Książka wciąga już od pierwszych stron przenosząc czytelnika do XIX-wiecznych chińskich prowincji, gdzie dostatnio żyje się jedynie wysoko urodzonym. Z każdą stroną coraz bardziej poznajemy kulturę i zwyczaje panujące w tym kraju - zwyczaje, które brutalnie wkraczają w świat kobiet. Mężczyźni, no cóż...mają szczęście, już z chwilą narodzin, a jeśli są pierworodnymi synami to już w ogóle radość bez miary...i nie jest to jakiś feministyczne gadanie z mojej strony!
Autorka skupia się jednak na świecie kobiet, świecie przepełnionym bólem (opis krępowania stóp - SZOKUJĄCY!), cierpieniem, smutkiem, poczuciem obowiązku, posłuszeństwem, w którym na życie kobiety mają wpływ zwyczaje, przesądy i liczby. Życie ówczesnych kobiet to droga przez mękę na siedmiocentymetrowych stópkach, życie które osładzają sobie nielicznymi chwilami odpoczynku podczas haftowania i śpiewania pieśni.
Z każdą stroną dziękowałam Niebiosom, że było mi dane urodzić się w wolnym kraju.

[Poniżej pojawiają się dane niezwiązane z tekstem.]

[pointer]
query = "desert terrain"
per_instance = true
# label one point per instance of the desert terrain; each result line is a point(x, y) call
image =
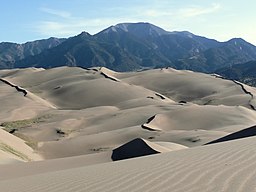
point(79, 129)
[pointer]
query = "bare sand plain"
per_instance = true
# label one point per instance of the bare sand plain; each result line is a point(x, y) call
point(74, 129)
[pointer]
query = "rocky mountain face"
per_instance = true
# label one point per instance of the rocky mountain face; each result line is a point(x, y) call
point(137, 46)
point(12, 52)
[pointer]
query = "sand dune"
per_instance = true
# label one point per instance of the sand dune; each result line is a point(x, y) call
point(76, 119)
point(140, 147)
point(227, 166)
point(248, 132)
point(14, 148)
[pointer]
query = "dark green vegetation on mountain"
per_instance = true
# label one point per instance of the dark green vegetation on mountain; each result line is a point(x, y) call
point(130, 46)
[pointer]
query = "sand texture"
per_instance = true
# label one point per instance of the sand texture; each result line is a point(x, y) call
point(75, 129)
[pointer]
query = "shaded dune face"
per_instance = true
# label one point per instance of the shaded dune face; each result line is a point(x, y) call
point(248, 132)
point(71, 111)
point(134, 148)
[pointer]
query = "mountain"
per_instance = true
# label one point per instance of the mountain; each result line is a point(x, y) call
point(232, 52)
point(12, 52)
point(244, 72)
point(136, 46)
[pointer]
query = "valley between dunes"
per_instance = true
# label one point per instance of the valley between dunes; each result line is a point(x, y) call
point(77, 129)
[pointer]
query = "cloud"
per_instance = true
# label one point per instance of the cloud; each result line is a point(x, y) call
point(197, 11)
point(59, 13)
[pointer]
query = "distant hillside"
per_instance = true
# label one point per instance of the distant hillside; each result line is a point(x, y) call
point(12, 52)
point(136, 46)
point(243, 72)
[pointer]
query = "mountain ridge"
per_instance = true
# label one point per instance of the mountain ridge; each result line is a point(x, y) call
point(137, 46)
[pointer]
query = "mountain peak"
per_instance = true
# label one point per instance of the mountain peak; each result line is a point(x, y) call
point(140, 29)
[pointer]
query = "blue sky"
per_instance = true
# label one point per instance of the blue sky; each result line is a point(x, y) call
point(27, 20)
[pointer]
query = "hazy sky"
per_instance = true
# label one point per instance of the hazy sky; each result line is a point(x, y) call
point(26, 20)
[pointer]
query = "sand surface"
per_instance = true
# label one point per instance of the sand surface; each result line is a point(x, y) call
point(62, 128)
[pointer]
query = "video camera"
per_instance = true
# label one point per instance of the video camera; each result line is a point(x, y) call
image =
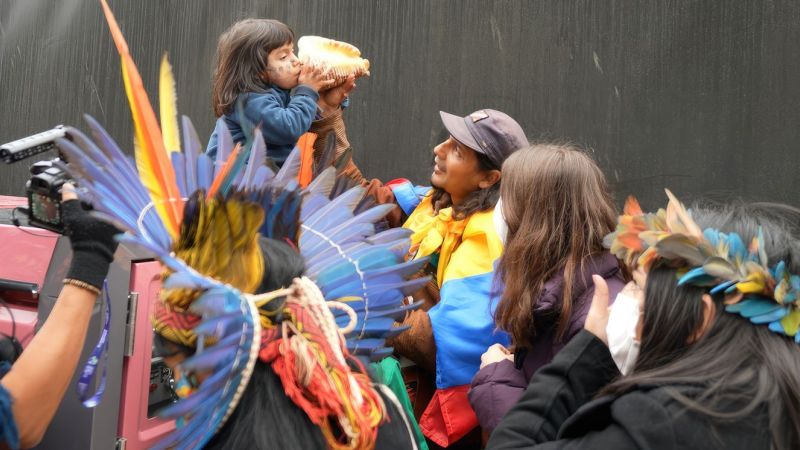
point(44, 188)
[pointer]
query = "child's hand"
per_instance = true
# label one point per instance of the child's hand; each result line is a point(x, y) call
point(331, 99)
point(494, 354)
point(315, 78)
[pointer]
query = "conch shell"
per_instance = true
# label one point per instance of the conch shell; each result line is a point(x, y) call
point(340, 59)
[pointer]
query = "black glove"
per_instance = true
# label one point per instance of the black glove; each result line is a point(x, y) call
point(93, 244)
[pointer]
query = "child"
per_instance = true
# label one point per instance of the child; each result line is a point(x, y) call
point(256, 65)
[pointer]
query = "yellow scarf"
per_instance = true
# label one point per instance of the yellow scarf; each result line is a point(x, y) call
point(434, 233)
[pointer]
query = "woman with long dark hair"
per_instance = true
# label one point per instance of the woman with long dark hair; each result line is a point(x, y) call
point(557, 209)
point(719, 360)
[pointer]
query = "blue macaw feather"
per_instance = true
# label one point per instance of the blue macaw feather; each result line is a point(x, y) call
point(346, 202)
point(357, 232)
point(345, 273)
point(236, 174)
point(179, 166)
point(113, 220)
point(374, 289)
point(736, 247)
point(94, 172)
point(311, 204)
point(181, 280)
point(215, 356)
point(262, 176)
point(380, 353)
point(777, 327)
point(258, 157)
point(290, 169)
point(205, 171)
point(217, 300)
point(762, 252)
point(235, 340)
point(375, 327)
point(398, 313)
point(722, 287)
point(391, 235)
point(125, 168)
point(218, 326)
point(373, 256)
point(224, 145)
point(712, 236)
point(189, 404)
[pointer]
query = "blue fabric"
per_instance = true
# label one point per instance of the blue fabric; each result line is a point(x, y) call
point(283, 116)
point(465, 309)
point(8, 428)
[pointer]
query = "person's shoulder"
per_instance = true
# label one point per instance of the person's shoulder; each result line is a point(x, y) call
point(480, 222)
point(643, 408)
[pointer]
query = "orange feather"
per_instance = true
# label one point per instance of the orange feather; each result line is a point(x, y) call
point(155, 167)
point(223, 173)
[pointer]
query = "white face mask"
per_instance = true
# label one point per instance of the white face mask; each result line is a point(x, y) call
point(500, 225)
point(621, 332)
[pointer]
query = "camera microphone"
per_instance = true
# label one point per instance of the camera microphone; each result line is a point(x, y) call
point(31, 145)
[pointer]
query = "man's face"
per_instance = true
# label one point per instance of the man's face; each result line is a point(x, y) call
point(283, 67)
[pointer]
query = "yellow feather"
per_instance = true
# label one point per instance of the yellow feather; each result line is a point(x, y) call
point(168, 107)
point(143, 163)
point(791, 323)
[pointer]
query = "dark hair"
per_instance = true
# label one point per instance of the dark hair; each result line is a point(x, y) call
point(558, 209)
point(740, 369)
point(241, 59)
point(282, 263)
point(477, 201)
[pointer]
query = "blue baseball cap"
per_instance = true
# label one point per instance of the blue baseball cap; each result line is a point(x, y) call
point(488, 131)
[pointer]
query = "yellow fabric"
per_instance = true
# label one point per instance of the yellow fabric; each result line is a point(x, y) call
point(470, 244)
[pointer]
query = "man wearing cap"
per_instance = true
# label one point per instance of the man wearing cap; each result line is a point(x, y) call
point(452, 224)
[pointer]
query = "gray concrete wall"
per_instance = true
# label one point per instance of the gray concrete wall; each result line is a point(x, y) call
point(700, 96)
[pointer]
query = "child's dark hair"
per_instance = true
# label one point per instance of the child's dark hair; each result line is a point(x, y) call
point(241, 59)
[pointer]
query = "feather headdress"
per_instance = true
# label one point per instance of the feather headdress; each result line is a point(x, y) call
point(202, 219)
point(710, 258)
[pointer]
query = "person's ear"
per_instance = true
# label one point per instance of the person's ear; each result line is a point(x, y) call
point(709, 310)
point(490, 177)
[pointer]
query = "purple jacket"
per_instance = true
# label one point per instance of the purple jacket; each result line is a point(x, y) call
point(497, 387)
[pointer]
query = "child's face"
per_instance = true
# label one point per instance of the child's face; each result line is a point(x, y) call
point(283, 67)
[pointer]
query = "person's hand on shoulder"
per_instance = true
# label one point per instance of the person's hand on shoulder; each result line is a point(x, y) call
point(92, 239)
point(332, 99)
point(494, 354)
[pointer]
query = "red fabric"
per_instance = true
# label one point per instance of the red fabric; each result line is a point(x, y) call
point(396, 181)
point(449, 416)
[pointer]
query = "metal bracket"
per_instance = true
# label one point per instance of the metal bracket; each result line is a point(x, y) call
point(130, 323)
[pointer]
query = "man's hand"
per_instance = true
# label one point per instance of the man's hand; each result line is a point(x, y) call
point(332, 99)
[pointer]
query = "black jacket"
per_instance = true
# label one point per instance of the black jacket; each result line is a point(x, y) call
point(557, 411)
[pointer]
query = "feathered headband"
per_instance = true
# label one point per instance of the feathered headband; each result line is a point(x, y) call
point(713, 259)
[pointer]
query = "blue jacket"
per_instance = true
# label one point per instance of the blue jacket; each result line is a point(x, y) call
point(283, 116)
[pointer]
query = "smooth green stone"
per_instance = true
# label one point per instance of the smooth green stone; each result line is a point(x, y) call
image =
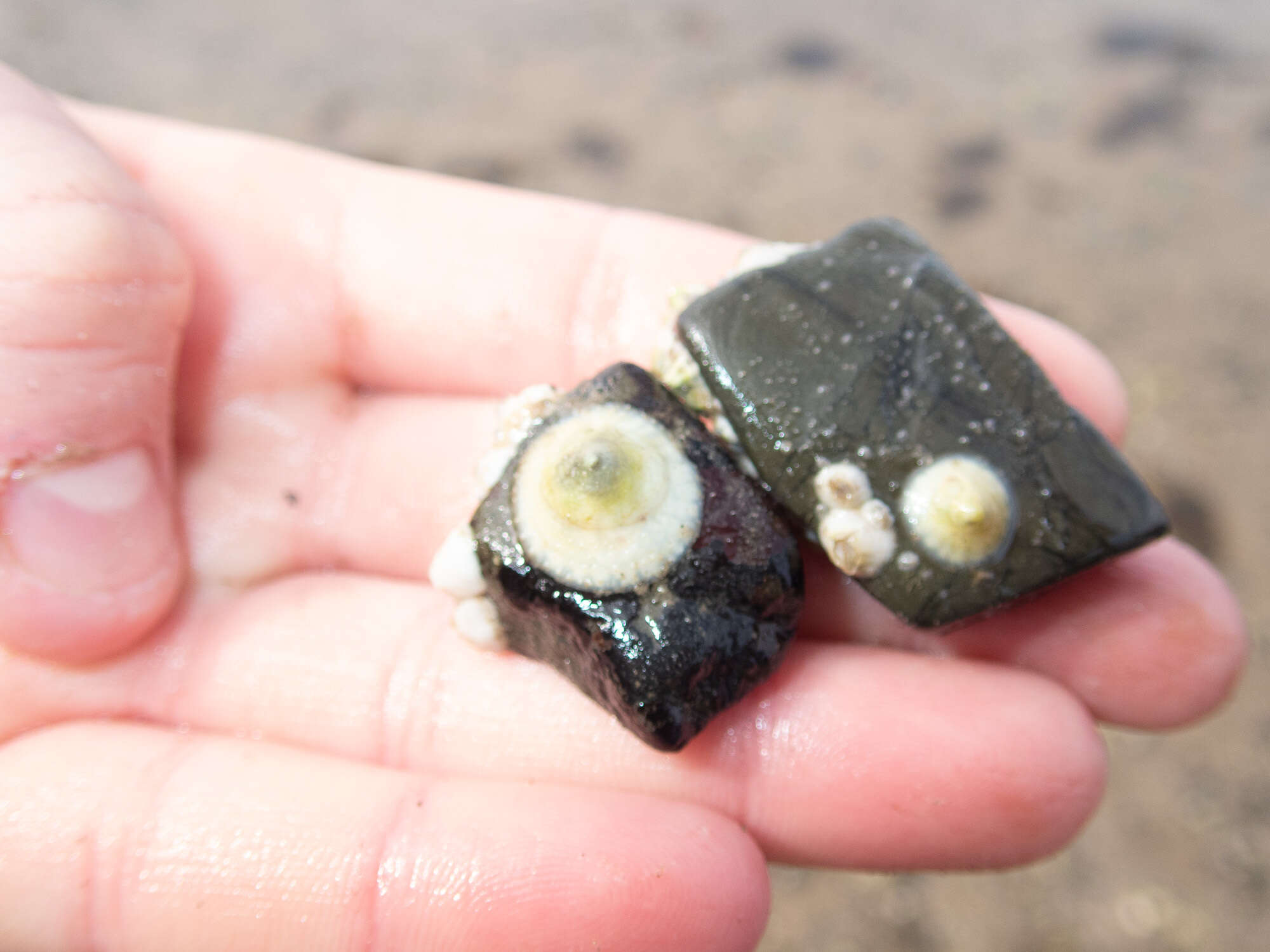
point(868, 348)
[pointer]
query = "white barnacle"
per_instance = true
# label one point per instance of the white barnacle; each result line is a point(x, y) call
point(477, 620)
point(766, 255)
point(455, 568)
point(606, 501)
point(855, 540)
point(843, 487)
point(518, 416)
point(959, 510)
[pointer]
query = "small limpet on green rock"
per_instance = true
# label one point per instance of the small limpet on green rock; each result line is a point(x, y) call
point(867, 350)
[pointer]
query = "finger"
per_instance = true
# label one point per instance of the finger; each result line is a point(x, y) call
point(1150, 640)
point(311, 477)
point(444, 285)
point(121, 837)
point(93, 293)
point(848, 757)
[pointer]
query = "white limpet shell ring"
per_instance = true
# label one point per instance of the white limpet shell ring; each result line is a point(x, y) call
point(605, 499)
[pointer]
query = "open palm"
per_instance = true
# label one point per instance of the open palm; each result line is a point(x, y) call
point(302, 753)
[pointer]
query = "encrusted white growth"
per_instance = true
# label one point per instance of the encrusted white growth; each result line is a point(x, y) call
point(477, 620)
point(726, 432)
point(674, 366)
point(855, 544)
point(455, 568)
point(523, 411)
point(857, 531)
point(516, 417)
point(765, 256)
point(605, 501)
point(961, 510)
point(843, 487)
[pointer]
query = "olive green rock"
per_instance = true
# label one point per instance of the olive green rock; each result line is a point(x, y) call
point(869, 350)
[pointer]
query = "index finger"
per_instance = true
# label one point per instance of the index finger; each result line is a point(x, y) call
point(451, 286)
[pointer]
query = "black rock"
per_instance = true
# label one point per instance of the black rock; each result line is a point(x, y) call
point(868, 348)
point(667, 656)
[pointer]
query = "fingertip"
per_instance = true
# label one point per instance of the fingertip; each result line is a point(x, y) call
point(1151, 640)
point(1083, 374)
point(90, 555)
point(1053, 795)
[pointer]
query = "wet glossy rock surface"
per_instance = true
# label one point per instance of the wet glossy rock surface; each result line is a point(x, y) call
point(666, 657)
point(868, 348)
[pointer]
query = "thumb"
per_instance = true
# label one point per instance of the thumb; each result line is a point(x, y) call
point(93, 294)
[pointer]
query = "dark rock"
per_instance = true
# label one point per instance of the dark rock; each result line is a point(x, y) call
point(868, 348)
point(667, 657)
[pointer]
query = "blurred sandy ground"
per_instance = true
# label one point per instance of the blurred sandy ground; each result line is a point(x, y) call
point(1108, 164)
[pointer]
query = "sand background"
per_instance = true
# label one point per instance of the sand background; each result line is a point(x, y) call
point(1106, 163)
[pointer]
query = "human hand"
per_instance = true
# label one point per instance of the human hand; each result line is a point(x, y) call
point(303, 755)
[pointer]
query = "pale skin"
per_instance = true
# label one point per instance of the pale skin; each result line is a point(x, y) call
point(244, 390)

POLECAM!
Ocena: 5 / 6
Wydawnictwo: Świat Książki
Okładka: miękka
Ilość stron: 352
Od dawna zastanawiałam się nad kupnem tej książki i muszę szczerze powiedzieć, że Twoja recenzja mnie przekonała. Uwielbiam takie historie, a już szczególnie gdy mowa o Dalekim Wschodzie. Z pewnością przeczytam :)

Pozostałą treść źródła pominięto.